Thursday, December 02, 2010

In Search of the Washington Novel


Christopher Hitchens seeks it out.

From the piece in City Journal...

Fiction about the nation’s capital is a growth that flourishes only on the lower slopes of Parnassus. Think of the flower of our novelists—Updike, Mailer, Roth, Cheever, Bellow—and see if you can call to mind a single scene that is set on the banks of the Potomac. Mailer did a famous nonfiction account of the march on the Pentagon (The Armies of the Night), and Updike briefly created a lifelike President Buchanan, but that second exception proves a more general rule, exemplified by Gore Vidal’s canon: historical reconstruction is the form in which our novelists prefer to approach the matter.

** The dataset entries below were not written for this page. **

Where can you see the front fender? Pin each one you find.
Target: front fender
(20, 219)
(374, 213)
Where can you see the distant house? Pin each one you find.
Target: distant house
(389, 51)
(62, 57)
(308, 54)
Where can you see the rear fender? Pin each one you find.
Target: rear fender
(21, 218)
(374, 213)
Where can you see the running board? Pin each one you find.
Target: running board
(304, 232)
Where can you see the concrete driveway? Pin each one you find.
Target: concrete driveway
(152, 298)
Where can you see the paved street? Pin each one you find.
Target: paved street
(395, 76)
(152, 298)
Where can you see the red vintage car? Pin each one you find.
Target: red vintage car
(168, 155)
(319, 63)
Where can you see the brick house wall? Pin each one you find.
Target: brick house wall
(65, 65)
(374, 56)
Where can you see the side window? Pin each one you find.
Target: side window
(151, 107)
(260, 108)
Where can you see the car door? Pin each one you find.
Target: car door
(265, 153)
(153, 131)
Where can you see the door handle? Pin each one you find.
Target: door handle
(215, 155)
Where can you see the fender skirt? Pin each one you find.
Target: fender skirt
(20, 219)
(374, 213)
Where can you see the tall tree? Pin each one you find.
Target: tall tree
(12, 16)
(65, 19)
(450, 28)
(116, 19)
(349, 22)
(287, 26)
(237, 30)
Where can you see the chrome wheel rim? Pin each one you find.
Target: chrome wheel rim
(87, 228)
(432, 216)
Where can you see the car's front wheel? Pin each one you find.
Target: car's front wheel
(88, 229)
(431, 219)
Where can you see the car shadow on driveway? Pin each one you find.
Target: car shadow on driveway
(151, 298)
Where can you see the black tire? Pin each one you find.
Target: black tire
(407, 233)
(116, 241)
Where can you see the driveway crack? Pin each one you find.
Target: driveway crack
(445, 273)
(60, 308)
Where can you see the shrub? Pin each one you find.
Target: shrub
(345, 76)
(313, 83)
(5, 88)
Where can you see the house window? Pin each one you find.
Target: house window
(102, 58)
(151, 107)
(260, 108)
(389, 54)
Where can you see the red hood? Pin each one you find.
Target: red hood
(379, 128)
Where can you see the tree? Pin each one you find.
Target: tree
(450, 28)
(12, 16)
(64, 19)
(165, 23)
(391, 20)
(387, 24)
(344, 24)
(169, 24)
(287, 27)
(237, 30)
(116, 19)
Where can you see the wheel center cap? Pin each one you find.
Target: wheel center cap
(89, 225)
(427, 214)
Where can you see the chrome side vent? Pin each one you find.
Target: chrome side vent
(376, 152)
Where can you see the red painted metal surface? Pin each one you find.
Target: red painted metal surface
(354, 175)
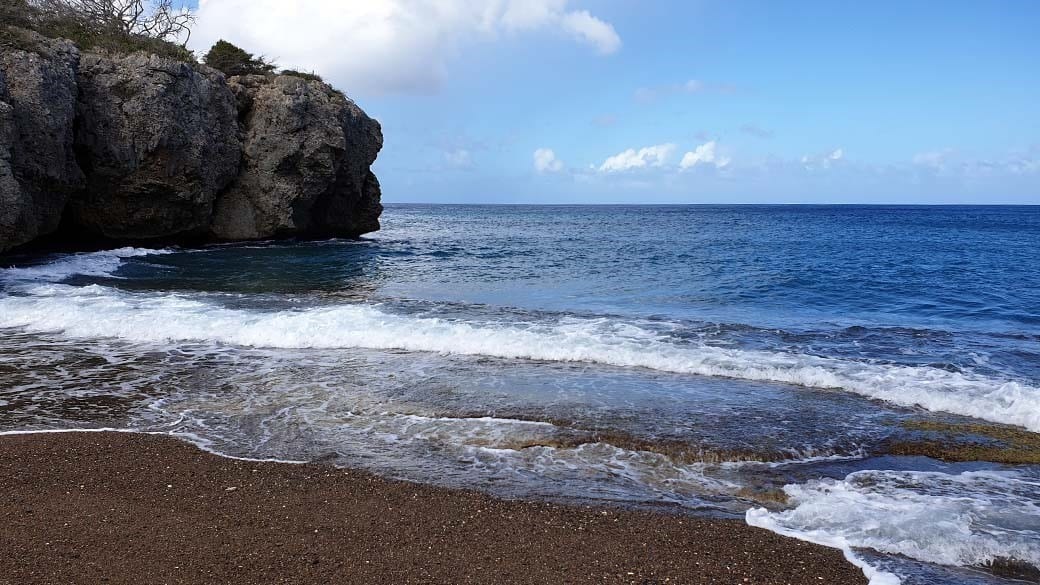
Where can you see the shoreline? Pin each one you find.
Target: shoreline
(126, 507)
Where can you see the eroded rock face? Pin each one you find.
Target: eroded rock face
(136, 148)
(37, 167)
(158, 140)
(306, 157)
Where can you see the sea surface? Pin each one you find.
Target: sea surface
(746, 361)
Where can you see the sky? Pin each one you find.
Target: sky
(691, 101)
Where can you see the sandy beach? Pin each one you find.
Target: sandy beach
(131, 508)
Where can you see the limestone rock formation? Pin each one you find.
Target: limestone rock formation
(158, 140)
(132, 148)
(306, 157)
(37, 167)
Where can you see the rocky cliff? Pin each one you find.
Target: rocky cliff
(139, 148)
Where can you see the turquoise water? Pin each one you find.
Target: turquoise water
(700, 358)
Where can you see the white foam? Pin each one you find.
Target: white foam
(966, 519)
(98, 311)
(89, 263)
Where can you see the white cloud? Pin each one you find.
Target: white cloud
(704, 154)
(935, 159)
(592, 30)
(823, 160)
(647, 156)
(385, 46)
(546, 161)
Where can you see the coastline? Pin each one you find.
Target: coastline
(128, 508)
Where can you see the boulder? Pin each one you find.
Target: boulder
(307, 152)
(37, 106)
(158, 140)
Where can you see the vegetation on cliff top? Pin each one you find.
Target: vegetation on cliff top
(120, 26)
(234, 60)
(125, 26)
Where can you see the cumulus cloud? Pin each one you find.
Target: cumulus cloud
(592, 30)
(631, 158)
(704, 154)
(935, 159)
(385, 46)
(823, 160)
(546, 161)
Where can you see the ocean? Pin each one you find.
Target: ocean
(749, 361)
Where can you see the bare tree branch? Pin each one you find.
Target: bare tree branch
(158, 19)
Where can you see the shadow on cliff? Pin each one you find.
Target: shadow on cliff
(105, 149)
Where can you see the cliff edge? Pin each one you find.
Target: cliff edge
(137, 148)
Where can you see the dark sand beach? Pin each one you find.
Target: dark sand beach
(131, 508)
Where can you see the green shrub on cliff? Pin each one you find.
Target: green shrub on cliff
(234, 60)
(311, 76)
(56, 20)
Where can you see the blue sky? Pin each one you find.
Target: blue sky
(700, 101)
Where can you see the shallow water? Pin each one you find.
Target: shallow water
(713, 359)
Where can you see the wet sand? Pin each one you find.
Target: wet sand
(128, 508)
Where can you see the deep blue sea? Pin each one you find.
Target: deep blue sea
(752, 361)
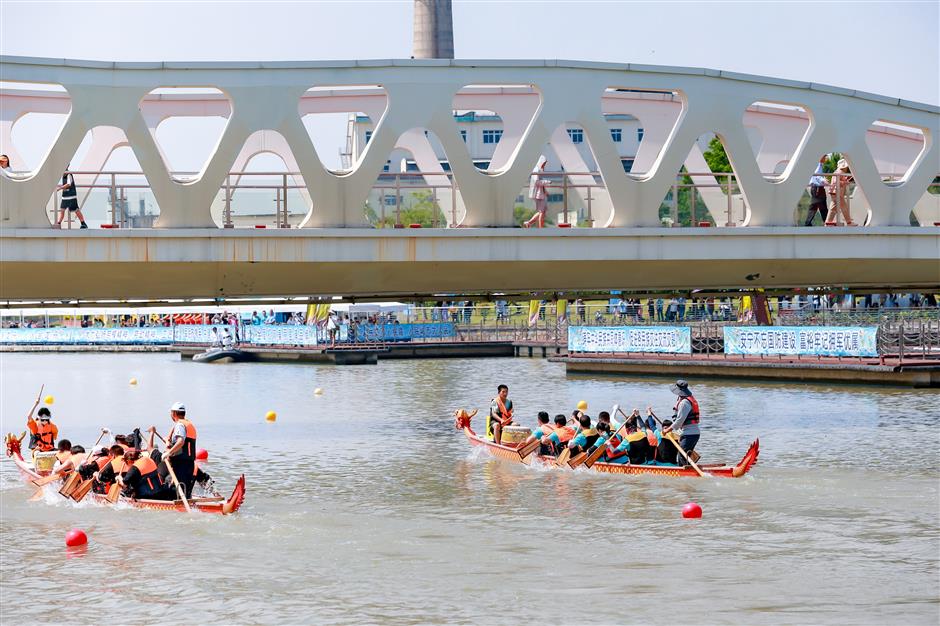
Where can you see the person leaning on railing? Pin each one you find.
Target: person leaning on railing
(817, 194)
(839, 192)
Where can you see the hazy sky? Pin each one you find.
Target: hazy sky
(890, 48)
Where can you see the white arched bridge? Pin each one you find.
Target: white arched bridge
(773, 132)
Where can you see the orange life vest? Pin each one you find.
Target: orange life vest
(565, 433)
(148, 472)
(504, 413)
(45, 436)
(188, 451)
(543, 430)
(119, 466)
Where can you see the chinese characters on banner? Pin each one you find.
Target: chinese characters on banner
(802, 340)
(666, 339)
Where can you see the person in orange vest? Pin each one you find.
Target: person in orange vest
(64, 451)
(142, 480)
(43, 432)
(73, 457)
(500, 414)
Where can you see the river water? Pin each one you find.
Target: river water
(365, 505)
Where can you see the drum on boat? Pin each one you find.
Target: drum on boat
(44, 461)
(515, 434)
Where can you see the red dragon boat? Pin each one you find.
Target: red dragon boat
(510, 452)
(205, 505)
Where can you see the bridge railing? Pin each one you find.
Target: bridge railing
(433, 199)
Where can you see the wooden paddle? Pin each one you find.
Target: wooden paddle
(578, 460)
(42, 482)
(601, 449)
(529, 448)
(82, 490)
(169, 467)
(114, 492)
(70, 484)
(179, 488)
(676, 444)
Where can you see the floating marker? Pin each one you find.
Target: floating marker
(75, 537)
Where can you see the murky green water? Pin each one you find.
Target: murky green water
(364, 505)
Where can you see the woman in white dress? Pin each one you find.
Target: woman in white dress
(539, 193)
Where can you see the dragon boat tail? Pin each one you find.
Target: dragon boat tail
(511, 452)
(220, 505)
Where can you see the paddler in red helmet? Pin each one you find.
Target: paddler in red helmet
(500, 414)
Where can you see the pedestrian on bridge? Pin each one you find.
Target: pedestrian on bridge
(69, 200)
(817, 194)
(538, 192)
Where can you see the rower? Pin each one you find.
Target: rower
(559, 437)
(64, 451)
(74, 458)
(603, 435)
(201, 477)
(585, 437)
(142, 480)
(500, 414)
(43, 432)
(543, 428)
(106, 476)
(181, 450)
(666, 452)
(99, 458)
(685, 417)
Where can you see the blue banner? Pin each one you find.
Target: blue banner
(378, 333)
(802, 340)
(262, 335)
(153, 335)
(664, 339)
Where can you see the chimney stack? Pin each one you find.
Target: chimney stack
(433, 30)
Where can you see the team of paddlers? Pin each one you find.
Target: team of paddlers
(636, 441)
(129, 466)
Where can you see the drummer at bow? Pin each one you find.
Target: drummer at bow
(43, 432)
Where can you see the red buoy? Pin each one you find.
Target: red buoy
(75, 537)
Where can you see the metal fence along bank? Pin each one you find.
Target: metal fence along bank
(202, 334)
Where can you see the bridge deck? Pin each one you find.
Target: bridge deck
(193, 263)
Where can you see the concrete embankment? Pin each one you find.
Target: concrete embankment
(893, 371)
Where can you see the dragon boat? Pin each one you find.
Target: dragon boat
(509, 451)
(217, 504)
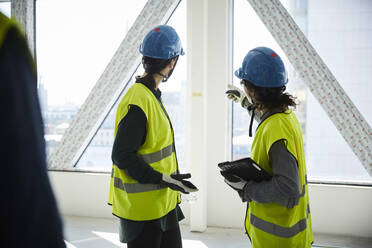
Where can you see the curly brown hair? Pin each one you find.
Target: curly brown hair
(269, 98)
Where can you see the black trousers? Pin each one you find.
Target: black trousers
(153, 237)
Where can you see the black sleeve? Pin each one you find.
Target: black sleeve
(130, 135)
(28, 210)
(284, 187)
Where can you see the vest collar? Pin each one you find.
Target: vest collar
(157, 93)
(268, 114)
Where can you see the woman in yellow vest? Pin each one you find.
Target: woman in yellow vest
(278, 213)
(145, 181)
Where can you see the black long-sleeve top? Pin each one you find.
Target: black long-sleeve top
(130, 135)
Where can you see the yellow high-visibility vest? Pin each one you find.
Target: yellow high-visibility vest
(5, 25)
(129, 198)
(272, 225)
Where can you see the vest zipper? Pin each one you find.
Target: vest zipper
(170, 123)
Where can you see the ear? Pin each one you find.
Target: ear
(171, 63)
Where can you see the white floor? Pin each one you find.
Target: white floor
(82, 232)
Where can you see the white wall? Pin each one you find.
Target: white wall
(343, 210)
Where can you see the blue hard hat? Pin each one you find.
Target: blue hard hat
(162, 42)
(263, 68)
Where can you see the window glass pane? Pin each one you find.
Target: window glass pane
(97, 156)
(5, 8)
(250, 32)
(340, 33)
(73, 52)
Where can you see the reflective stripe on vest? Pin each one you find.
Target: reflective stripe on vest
(283, 232)
(136, 187)
(159, 155)
(148, 158)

Can one imagine a Dickens without London or a Zola or Flaubert without Paris? The radix malorum can probably be found in the famous bargain between Thomas Jefferson and Alexander Hamilton, made when New York was still the capital of these United States. In exchange for an agreement to build the constitutionally mandated new Federal City on the border of Jefferson’s beloved Virginia, Hamilton could have his coveted national bank. Thus, and allowing for certain Philadelphian interludes, it was decided early on that the cultural capital of America would be separated from its political one. Other countries that have made similar two-headed arrangements include Australia, Brazil, Burma, and Canada: we yet await the Brasilia or Canberra novel.